I’ve been having fun today sitting on a heating pad for a bad lower back and learning a bit of statistics, python, clojure and Incanter by porting Toby Segaram’s “Collective Intelligence” to clojure. My code is on github.
I just thought I’d share a few of my initial thoughts after today’s futzing around.
1. I like the clojure set functions. It feels much clearer to me than iterating a set of keys to find a match. I would often write a helper function to do that or comment for clarity, but with clojure it is just (intersection coll1 coll2).
2. let is a wonderful thing when you have to string a lot of formulae together (or even when it isn’t a lot yet). It would look almost like perl if I did it all inline.
3. I love, love, love the combination of a good repl with easy to use unit tests. Explore in one and codify your understanding in the other (I’ll let you guess which way around that works).
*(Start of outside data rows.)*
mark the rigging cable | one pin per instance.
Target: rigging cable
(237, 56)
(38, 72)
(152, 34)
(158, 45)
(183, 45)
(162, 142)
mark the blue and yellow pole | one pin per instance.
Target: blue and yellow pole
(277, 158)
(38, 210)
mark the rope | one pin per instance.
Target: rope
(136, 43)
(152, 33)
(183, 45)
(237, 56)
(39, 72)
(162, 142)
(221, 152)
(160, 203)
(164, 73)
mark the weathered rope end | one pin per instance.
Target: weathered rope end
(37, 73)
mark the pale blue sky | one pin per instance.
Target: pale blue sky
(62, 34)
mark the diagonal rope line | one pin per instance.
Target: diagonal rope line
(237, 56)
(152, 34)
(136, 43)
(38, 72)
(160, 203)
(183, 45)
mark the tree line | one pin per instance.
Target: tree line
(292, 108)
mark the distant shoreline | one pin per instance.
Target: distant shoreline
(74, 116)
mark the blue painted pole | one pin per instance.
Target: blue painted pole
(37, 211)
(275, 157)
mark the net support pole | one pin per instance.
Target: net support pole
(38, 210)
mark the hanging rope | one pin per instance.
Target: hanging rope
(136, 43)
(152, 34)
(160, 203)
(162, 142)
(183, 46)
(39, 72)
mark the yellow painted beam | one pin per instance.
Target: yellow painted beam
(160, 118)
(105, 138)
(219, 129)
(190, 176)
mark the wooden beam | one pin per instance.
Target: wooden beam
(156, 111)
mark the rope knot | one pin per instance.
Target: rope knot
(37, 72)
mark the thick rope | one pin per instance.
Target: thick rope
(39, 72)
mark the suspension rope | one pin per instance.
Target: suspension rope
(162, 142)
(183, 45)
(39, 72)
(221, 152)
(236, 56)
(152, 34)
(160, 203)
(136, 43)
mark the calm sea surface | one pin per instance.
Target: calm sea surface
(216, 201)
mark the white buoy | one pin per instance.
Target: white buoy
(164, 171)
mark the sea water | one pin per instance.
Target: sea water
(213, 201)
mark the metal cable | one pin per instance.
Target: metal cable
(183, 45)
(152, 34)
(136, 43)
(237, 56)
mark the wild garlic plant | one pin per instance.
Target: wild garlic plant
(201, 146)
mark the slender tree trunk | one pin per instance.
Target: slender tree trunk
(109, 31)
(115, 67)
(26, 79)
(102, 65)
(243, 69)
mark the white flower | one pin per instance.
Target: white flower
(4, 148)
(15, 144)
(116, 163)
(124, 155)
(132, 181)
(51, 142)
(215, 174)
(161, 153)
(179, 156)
4. I got caught out by operator precedence translating from the python to clojure. Even in Java I try to make the order of operations explicit. It was easy to see what was wrong once I found it, but it took me ages to actually find the bug I had.
5. I love being able to do a sum of products by doing (sum (map * ratings1 ratings2)) or (reduce + (map * ratings1 ratings2)). You can just keep adding collections to the map and it will keep multiplying.
6. I’m having fun. I’m enjoying teasing out the python code. I like how doing the translation forces me properly read the python and force me to think about how I’d do it in clojure.
Good work Bruce. Nice idea about porting the examples to Clojure. You’ve reminded me I need to write-up by experiences of Clojure so far.
Have you seen http://i-need-closures.blogspot.com/ ? Somebody did some conversion work in common lisp a while ago. Maybe it’ll be interesting to take some cribs from there? Although, IIRC he worked in a very imperative style.
That looks interesting and reminds me of some of the syntactic sugar I like in clojure (especially how he puts the data together). Having clojure.set makes things really clear for me too (though I understand that it makes it clear for *me* and not the world).
Our Pearson Correlations look very similar. I’m glad I wasn’t the only one who thought it needed a gigantic let. He also has a divide by 0 error in his Pearson which I test for if there are no common films. I might still steal some ideas though. Thanks for the pointer.